Derivative of exponential in index notation

Question

I'm looking to reproduce \begin{align} \partial_{j_m,j_n}\bigg|_{\bf{j}=0}\exp\left(\frac12\bf{j}^\top\bf{B}\bf{j}\right) = B_{mn} \end{align} where $B_{mn}=B_{nm}$ is a real, symmetric, positive-definite $N\times N$ matrix. I have tried the following, and I know this is incorrect due to the surplus of indices. \begin{align} \partial_{j_m,j_n}\bigg|_{\bf{j}=0}\exp\left(\frac12j_mB_{mn}j_n\right) &= \left[\partial_{j_m} \frac12B_{mn}j_m\exp\left(\frac12j_mB_{mn}j_n\right)\right]_{\bf{j}=0} \\ &= \left[\frac12B_{mn}\exp\left(\frac12j_mB_{mn}j_n\right) + \frac14B_{mn}j_mB_{mn}j_n\exp\left(\frac12j_mB_{mn}j_n\right)\right]_{\bf{j}=0} \\ &= \frac12B_{mn} \end{align}

I'm naively working with the indices it seems. Can someone clarify my mistakes?

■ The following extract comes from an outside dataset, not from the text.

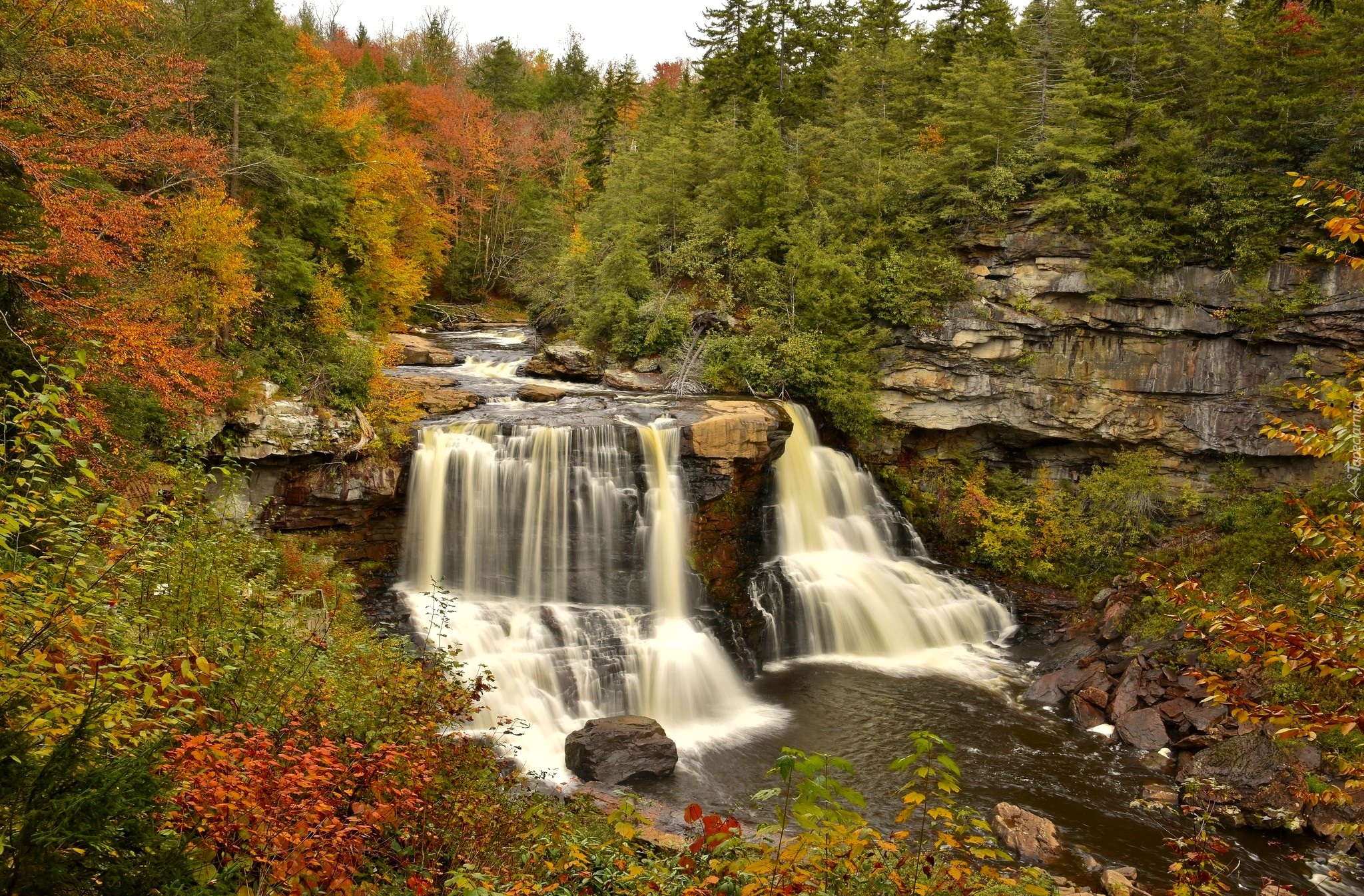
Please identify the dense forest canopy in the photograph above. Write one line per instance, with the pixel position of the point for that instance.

(PS. Please edit the title to something more descriptive if you can think of something.)

With Jiaqi Li's answer, I think I've understood how to go about this: \begin{align} \partial_{j_m,j_n}\exp\left(\frac12j_rB_{rs}j_s\right) &= \frac12\partial_{j_m}\left[\left(B_{ns}j_s+j_rB_{rn}\right)\exp\left(\frac12j_rB_{rs}j_s\right) \right] \\ &= \frac12\left[\left(B_{nm}+B_{mn}\right)\exp\left(\frac12j_rB_{rs}j_s\right) \\ \qquad\qquad\qquad\qquad+ \frac12\left(B_{ns}j_s+j_rB_{rn}\right)\left(B_{ms}j_s+j_rB_{rm}\right)\exp\left(\frac12j_rB_{rs}j_s\right) \right] \\ \end{align}

This appears to evaluate to the desired result for $\bf{B}$ symemtric. The two major mistakes were the initial usage of the same indices inside the exponential and forgetting that $\frac{\partial x_i}{\partial x_j} = \delta_{ij}$.

Answer 1

Using doubled index sum notation the result is straightforward. $$ \left.\frac{\partial}{\partial x_m}\frac{\partial}{\partial x_n} e^{\frac12 x_iB_{ij}x_j}\right|_{x=0}\\ =\left.\frac{\partial}{\partial x_m} \frac 12 (B_{nq}x_q+x_pB_{pn})e^{\frac12 x_iB_{ij}x_j}\right|_{x=0}\\ =\left.(\frac 12 (B_{nm}+B_{mn})+\frac 14 (B_{nq'}x_{q'}+x_{p'}B_{p'n})(B_{mq''}x_{q''}+x_{p''} B_{p''m}))e^{\frac12 x_iB_{ij}x_j}\right|_{x=0}\\ =\frac 12 (B_{nm}+B_{mn})\\ $$ The given result holds when $B$ is symmetric.

Answer 2

The way you work with indices are incorrect. It should be $$\partial_{j_m,j_n}\bigg|_{\mathbf{j=0}}\exp\left(\frac12\bf{j}^\top\bf{B}\bf{j}\right)=\partial_{j_m,j_n}\bigg|_{\mathbf{j=0}}\exp\left(\frac12j_rB_{rs}j_s\right)$$ since when a index appears twice, it means summation over all possible values. See the wikipedia page Einstein notation. So in the $\exp()$ function, you use indices to imply summation. But when taking the partial derivative, you don't want summation over all possible values for $m,n$. Therefore, you need to use different indices for the summation and the partial derivative.